In treating lumbar foraminal stenosis using full-endoscopic single-portal surgery, selecting the decompressive approach is pivotal and is typically guided by the vertebral arch width. The TLA suits wider arches, whereas the PLA suits narrower arches without iliac crest interference. Extraforaminal lesions such as far-out syndrome require PLA, which is inaccessible to the TLA. Preoperative imaging and electrophysiological studies are crucial for an accurate diagnosis.
Surgical strategies vary based on the foraminal stenosis categories (anteroposterior and circumferential), each requiring tailored decompression techniques. Patients with stenosis, mainly in the anteroposterior direction, can be decompressed relatively easily. However, patients with focal scoliosis often have symptoms related to stenosis in the cephalocaudal direction, requiring partial excision of the bulging disc, vertebral body, and pedicle, which is more difficult to perform. Conditions reported to increase the reoperation rate include local disc wedging and Cobb angle change of 3° or more between supine and standing position [16,17]. Fusion surgery should be considered in such cases.
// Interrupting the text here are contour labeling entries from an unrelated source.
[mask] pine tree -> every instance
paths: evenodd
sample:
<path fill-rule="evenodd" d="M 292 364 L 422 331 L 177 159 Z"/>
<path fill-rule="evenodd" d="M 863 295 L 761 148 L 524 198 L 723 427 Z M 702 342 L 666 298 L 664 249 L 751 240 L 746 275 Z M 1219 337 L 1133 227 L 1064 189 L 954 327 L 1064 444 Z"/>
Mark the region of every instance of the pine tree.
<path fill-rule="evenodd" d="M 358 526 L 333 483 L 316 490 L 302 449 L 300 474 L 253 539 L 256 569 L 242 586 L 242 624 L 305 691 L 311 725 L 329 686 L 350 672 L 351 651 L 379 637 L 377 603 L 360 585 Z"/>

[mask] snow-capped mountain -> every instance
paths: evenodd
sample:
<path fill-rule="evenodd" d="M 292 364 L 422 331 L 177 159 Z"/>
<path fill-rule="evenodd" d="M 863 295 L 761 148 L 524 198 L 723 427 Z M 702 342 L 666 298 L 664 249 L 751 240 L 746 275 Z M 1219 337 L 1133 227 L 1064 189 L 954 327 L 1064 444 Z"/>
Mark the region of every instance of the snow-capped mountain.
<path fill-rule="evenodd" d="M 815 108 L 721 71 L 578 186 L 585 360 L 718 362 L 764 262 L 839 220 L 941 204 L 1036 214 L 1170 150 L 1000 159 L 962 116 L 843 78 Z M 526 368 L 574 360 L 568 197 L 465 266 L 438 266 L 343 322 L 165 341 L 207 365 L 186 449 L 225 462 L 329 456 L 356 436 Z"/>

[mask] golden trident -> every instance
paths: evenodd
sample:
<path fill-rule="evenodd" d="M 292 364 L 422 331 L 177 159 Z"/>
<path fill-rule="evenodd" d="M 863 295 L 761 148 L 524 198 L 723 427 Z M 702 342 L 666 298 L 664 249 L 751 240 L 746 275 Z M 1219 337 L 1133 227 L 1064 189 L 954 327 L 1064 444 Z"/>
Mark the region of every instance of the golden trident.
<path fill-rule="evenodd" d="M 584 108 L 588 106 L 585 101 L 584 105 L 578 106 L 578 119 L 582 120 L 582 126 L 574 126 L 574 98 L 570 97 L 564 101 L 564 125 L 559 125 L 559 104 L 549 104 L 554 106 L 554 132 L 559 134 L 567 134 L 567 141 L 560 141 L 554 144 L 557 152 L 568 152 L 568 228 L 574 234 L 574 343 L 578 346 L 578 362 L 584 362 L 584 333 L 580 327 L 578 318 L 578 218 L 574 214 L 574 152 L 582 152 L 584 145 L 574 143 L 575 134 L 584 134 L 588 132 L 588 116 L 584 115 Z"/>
TLA, utilizing a 5.2-mm working channel endoscope, reduces the operative time with high-torque drills and large forceps. However, caution is essential in preventing iatrogenic instability caused by excessive bone resection.
This study has several limitations. These include the retrospective nature of the study, small number of cases, short follow-up period, and selection bias due to relatively mild local scoliosis in many cases. Future studies are expected to increase the number of cases, conduct long-term follow-up, and conduct comparative and prospective studies using a PLA.